How bloom filters made SQLite 10x faster
SQLite project & contribution model
- Some commenters push back on claims that SQLite is “not open contribution,” citing positive experiences reporting bugs, asking for features, and seeing patches merged.
- Others note that SQLite intentionally restricts contributions, but stress that collaboration on major features (like Bloom filters) clearly still happens.
- Consensus: “Open contribution” is not automatically better; SQLite’s model works reasonably well in practice.
SQLite in production & concurrency
- Many report using SQLite successfully in production web apps, especially for read-heavy or modest-write workloads.
- The single-writer limitation is real but often overstated; with fast transactions, one writer can handle large user bases.
- WAL mode and
busy_timeoutare highlighted as critical configuration details; lack of awareness causes unnecessary lock errors. - There is disagreement on how viable multi-process access is: some see global file locks as quickly becoming a bottleneck; others say it’s fine with tuning and realistic workloads.
Bloom filters in SQLite
- Bloom filters are used to pre-filter join probes in nested loop joins, sometimes giving large speedups by avoiding many B-tree lookups.
- A bug (bits vs bytes) meant benchmarks initially used only 1/8 of the intended filter size, greatly increasing false positives.

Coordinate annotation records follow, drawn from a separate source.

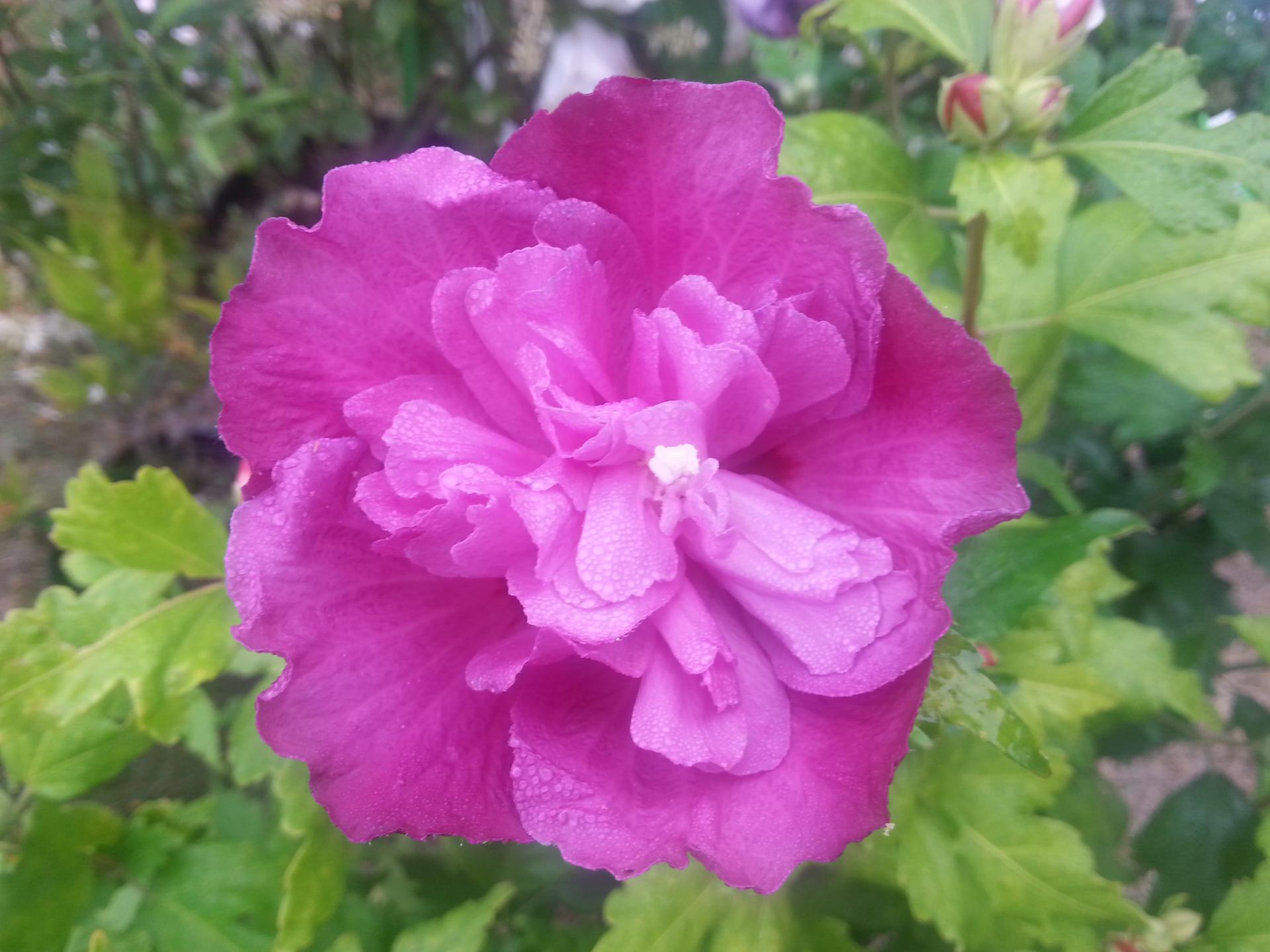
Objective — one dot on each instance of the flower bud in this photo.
(1033, 37)
(973, 108)
(1037, 104)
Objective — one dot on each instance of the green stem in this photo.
(889, 83)
(1019, 327)
(976, 238)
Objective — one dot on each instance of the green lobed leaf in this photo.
(1184, 177)
(1002, 573)
(214, 896)
(1166, 299)
(1071, 662)
(150, 522)
(960, 30)
(64, 761)
(1242, 922)
(850, 159)
(1105, 387)
(1028, 205)
(251, 760)
(461, 930)
(159, 655)
(313, 887)
(1137, 663)
(978, 861)
(52, 884)
(1255, 630)
(667, 910)
(960, 695)
(1199, 841)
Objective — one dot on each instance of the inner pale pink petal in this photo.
(709, 314)
(828, 636)
(571, 608)
(556, 300)
(727, 381)
(622, 551)
(807, 357)
(676, 717)
(370, 414)
(607, 243)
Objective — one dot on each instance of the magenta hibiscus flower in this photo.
(603, 494)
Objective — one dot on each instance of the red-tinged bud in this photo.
(973, 108)
(1037, 104)
(1033, 37)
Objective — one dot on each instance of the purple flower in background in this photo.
(777, 18)
(603, 494)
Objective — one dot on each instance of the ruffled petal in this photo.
(328, 311)
(927, 462)
(583, 785)
(691, 171)
(621, 551)
(374, 697)
(726, 380)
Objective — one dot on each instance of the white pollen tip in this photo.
(671, 463)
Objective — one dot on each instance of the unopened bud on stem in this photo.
(973, 108)
(1037, 104)
(1033, 37)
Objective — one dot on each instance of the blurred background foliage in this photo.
(1091, 768)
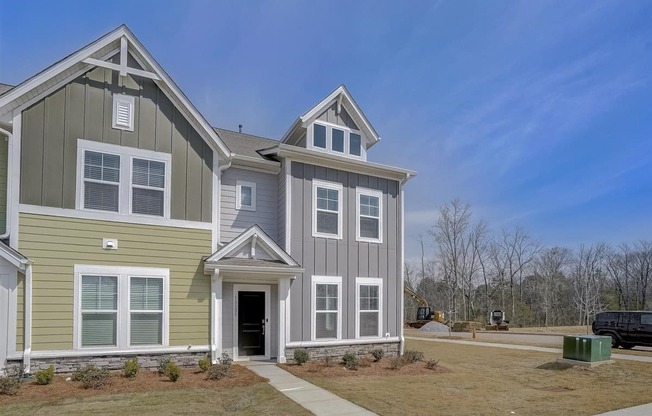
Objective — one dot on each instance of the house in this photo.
(133, 227)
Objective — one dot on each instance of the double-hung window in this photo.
(245, 195)
(369, 215)
(326, 307)
(123, 180)
(120, 307)
(327, 209)
(369, 307)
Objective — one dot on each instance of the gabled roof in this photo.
(342, 97)
(123, 40)
(253, 237)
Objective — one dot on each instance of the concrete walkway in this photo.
(317, 400)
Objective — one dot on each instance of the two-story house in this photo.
(132, 227)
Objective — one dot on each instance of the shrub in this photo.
(9, 385)
(225, 359)
(172, 371)
(396, 362)
(131, 368)
(378, 354)
(432, 364)
(44, 377)
(219, 371)
(350, 361)
(162, 364)
(204, 363)
(412, 356)
(301, 356)
(92, 377)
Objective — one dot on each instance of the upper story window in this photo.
(369, 215)
(327, 209)
(245, 197)
(336, 139)
(123, 180)
(123, 112)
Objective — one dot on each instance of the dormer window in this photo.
(336, 139)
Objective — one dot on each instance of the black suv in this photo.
(626, 328)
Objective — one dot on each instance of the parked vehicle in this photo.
(626, 328)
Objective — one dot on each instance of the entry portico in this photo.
(250, 297)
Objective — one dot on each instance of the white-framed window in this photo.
(245, 195)
(335, 139)
(369, 300)
(326, 322)
(369, 214)
(123, 112)
(120, 307)
(327, 209)
(122, 179)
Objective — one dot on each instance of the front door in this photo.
(251, 323)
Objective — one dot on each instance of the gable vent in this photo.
(123, 112)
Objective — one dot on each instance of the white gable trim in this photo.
(257, 237)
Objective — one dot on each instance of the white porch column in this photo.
(283, 317)
(216, 316)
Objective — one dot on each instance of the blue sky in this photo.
(538, 114)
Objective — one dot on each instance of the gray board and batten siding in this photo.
(347, 257)
(83, 109)
(235, 221)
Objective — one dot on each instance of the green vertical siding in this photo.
(57, 244)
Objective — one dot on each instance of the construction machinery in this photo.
(425, 313)
(498, 321)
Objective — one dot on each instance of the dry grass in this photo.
(244, 394)
(492, 381)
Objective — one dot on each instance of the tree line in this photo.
(474, 271)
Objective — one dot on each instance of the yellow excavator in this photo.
(425, 313)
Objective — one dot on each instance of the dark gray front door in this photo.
(251, 323)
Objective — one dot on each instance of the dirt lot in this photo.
(492, 381)
(245, 393)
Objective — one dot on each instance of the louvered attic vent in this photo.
(123, 112)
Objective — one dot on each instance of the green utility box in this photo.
(589, 348)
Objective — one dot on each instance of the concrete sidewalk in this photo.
(311, 397)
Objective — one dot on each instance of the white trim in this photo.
(267, 289)
(328, 280)
(317, 183)
(127, 100)
(359, 191)
(238, 195)
(333, 343)
(125, 185)
(368, 281)
(95, 352)
(123, 274)
(114, 217)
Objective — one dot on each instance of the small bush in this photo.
(9, 385)
(219, 371)
(432, 364)
(131, 368)
(172, 371)
(350, 361)
(396, 363)
(412, 356)
(225, 359)
(378, 354)
(44, 377)
(204, 364)
(162, 365)
(92, 377)
(301, 356)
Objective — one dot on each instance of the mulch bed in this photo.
(381, 368)
(145, 381)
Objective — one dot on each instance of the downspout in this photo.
(402, 310)
(9, 169)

With that bug, worst-case performance regressions are small; best-case still equals pre-optimization behavior.
- Questions are raised about how representative the “10x faster” claim is, since tests used simple integer primary keys.
Alternative filters & theory
- Discussion covers binary fuse and cuckoo filters, trade-offs between mutability, memory, CPU cache behavior, and space.

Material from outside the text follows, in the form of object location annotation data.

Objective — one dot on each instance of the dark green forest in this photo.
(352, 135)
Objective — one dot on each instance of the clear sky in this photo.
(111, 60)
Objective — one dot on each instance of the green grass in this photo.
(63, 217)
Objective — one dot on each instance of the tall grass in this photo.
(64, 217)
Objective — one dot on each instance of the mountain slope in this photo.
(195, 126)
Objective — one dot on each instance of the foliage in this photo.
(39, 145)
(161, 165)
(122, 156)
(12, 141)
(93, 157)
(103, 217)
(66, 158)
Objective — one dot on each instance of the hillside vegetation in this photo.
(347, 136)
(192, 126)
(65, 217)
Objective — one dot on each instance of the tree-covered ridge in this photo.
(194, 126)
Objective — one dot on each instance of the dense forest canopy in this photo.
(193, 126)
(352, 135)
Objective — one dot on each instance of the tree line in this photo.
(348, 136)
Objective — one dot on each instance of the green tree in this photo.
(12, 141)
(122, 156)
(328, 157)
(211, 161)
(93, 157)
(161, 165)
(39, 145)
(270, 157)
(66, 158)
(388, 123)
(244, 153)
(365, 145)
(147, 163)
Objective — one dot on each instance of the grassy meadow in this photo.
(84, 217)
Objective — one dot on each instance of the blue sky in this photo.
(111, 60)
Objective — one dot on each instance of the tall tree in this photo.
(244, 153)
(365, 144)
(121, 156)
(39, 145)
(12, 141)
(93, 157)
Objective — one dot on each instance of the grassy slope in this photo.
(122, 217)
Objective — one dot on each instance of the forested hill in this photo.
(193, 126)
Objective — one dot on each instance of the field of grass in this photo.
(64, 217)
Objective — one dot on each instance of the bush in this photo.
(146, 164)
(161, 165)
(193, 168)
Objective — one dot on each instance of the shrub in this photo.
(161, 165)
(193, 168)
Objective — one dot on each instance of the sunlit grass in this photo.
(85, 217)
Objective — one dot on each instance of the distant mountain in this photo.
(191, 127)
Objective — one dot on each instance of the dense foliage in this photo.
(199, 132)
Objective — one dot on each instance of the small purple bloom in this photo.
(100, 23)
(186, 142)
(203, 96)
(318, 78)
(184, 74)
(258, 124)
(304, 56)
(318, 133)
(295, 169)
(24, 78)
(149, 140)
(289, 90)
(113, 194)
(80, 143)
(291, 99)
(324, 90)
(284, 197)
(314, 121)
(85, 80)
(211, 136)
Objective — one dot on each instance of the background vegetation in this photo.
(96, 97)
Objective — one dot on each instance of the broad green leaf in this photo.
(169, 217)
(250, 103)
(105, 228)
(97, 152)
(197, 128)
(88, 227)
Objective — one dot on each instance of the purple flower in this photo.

- Some argue that more advanced filters might not matter compared to disk I/O; benefits are biggest when quickly rejecting non-matching rows.
- Links and explanations touch on static-to-dynamic transformations (Bentley–Saxe), generational approaches, and b-bit hash existence filters.
Deletes, maintenance, and false positives
- Concern: frequent deletes increase false positive rate over time.
- Mitigations discussed: rebuilding per query, rotating filters, or using cuckoo filters that support deletion.
SQLite vs client–server databases & deployment
- SQLite is praised as a simple, cheap default (often co-located with the app) removing the need to run a separate DB service.
- Others argue that once you truly need multiple machines, background workers, or replication/failover, dedicated systems like Postgres are usually a better fit.
- For distributed read scaling, tools like LiteFS and SQLite’s
rsync-based replication are mentioned; Kubernetes use typically requires an extra access layer.
Joins, planners, and NP-hardness
- Surprise that SQLite uses only nested loop joins; clarification that with indexes it’s still efficient, and Bloom filters just replace many index probes.
- Some confusion over join order is resolved: the order affects how many rows survive earlier filters, changing total work even with the same asymptotic complexity.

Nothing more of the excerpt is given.